| HN Mirror

Y	Hacker News new \| ask \| show \| jobs

by Vetch 591 days ago

Note that this is an expressibility (upper) bound on transformers granted intermediate decoding steps. It says nothing about their learnability, and modern LLMs are not near that level of expressive capacity.

The authors also introduce projected pre-norm and layer-norm hash to facilitate their proofs, another sense in which it is an upper-bound on the current approach to AI, since these concepts are not standard. Nonetheless, the paper shows how allowing a number of intermediate decoding steps polynomial in input size is already enough to run most programs of interest (which are in P).
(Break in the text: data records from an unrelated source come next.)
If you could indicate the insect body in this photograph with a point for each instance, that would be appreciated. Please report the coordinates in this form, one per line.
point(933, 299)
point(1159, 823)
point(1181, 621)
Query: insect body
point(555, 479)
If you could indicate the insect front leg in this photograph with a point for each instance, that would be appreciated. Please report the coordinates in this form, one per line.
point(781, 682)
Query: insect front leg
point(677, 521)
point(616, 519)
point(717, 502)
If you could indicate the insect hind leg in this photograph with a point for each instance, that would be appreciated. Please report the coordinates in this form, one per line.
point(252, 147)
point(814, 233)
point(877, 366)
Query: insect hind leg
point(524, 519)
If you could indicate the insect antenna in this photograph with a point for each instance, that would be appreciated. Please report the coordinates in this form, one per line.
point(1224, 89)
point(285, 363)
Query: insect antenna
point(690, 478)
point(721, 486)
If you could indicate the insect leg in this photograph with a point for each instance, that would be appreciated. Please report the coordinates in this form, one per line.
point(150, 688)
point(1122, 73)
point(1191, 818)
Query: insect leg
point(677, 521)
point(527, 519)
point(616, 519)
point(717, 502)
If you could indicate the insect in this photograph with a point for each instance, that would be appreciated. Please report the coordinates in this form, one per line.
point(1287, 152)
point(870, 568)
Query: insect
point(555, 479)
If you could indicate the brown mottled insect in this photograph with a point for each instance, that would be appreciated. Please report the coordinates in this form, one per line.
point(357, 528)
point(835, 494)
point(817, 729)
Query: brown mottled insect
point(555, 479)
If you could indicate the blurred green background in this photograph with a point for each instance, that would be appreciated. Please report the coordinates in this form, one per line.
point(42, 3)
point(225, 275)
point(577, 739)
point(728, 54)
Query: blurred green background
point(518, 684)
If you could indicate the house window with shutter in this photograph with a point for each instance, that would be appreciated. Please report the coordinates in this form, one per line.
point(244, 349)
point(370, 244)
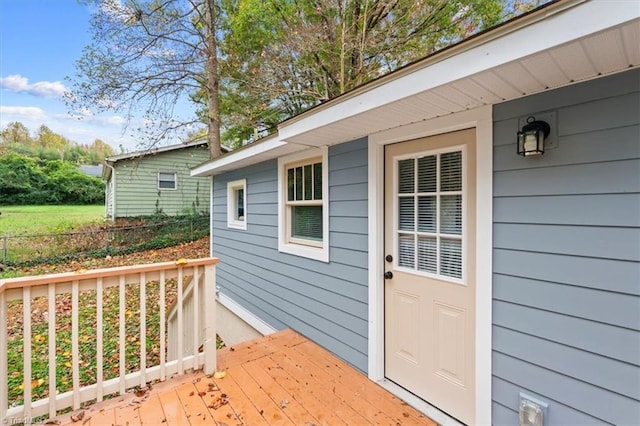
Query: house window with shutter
point(303, 215)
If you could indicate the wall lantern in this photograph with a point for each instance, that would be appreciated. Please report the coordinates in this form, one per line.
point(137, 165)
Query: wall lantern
point(531, 137)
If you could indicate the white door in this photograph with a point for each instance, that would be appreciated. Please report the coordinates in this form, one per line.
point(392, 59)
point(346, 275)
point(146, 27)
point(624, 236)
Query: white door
point(430, 270)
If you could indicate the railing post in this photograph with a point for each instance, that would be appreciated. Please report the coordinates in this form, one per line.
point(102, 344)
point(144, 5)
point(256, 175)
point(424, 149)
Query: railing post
point(210, 319)
point(4, 249)
point(4, 391)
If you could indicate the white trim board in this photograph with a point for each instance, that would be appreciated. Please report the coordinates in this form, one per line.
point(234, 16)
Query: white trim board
point(245, 315)
point(481, 120)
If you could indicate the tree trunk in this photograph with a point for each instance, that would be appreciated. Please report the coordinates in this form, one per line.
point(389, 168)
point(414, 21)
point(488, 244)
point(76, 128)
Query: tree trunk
point(213, 81)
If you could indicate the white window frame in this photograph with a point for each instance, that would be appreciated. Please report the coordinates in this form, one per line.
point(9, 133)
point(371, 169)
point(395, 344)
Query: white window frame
point(286, 244)
point(232, 206)
point(175, 181)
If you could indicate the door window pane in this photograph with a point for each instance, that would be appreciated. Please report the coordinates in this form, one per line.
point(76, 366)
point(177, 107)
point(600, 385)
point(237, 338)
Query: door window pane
point(427, 174)
point(451, 214)
point(406, 176)
point(451, 258)
point(406, 217)
point(406, 255)
point(427, 213)
point(430, 214)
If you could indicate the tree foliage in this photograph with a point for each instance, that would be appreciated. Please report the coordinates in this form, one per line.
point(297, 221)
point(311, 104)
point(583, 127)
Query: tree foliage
point(145, 58)
point(284, 56)
point(48, 145)
point(27, 181)
point(250, 64)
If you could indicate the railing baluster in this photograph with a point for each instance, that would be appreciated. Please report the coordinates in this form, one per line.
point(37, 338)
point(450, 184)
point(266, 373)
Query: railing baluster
point(201, 327)
point(209, 319)
point(143, 329)
point(180, 323)
point(121, 335)
point(4, 388)
point(196, 304)
point(99, 341)
point(26, 348)
point(51, 296)
point(163, 322)
point(75, 347)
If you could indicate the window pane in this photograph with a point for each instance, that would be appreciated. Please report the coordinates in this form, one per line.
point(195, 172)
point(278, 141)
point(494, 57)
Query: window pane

There are additional issues. This work relies on the concept of saturated attention, however as context length grows in real world transformers, self-attention deviates from this model as it becomes noisier, with unimportant indices getting undue focus (IIUC, due to precision issues and how softmax assigns non-zero probability to every token). Finally, it's worth noting that the more under-specified your problem is, and the more complex the problem representation is, then the quickly more intractable the induced probabilistic inference problem. Unless you're explicitly (and wastefully) programming a simulated turing machine through the LLM, this will be far from real-time interactive. Users should expect a prolog like experience of spending most of their time working out how to help search.

Trivia: Softmax also introduces another problem: the way softmax is applied forces attention to always assign importance to some tokens, often leading to dumping of focus on typically semantically unimportant tokens like whitespace. This can lead to an overemphasis on unimportant tokens, possibly inducing spurious correlations on whitespace, this propagating through the network with possibly unexpected negative downstream effects around whitespace.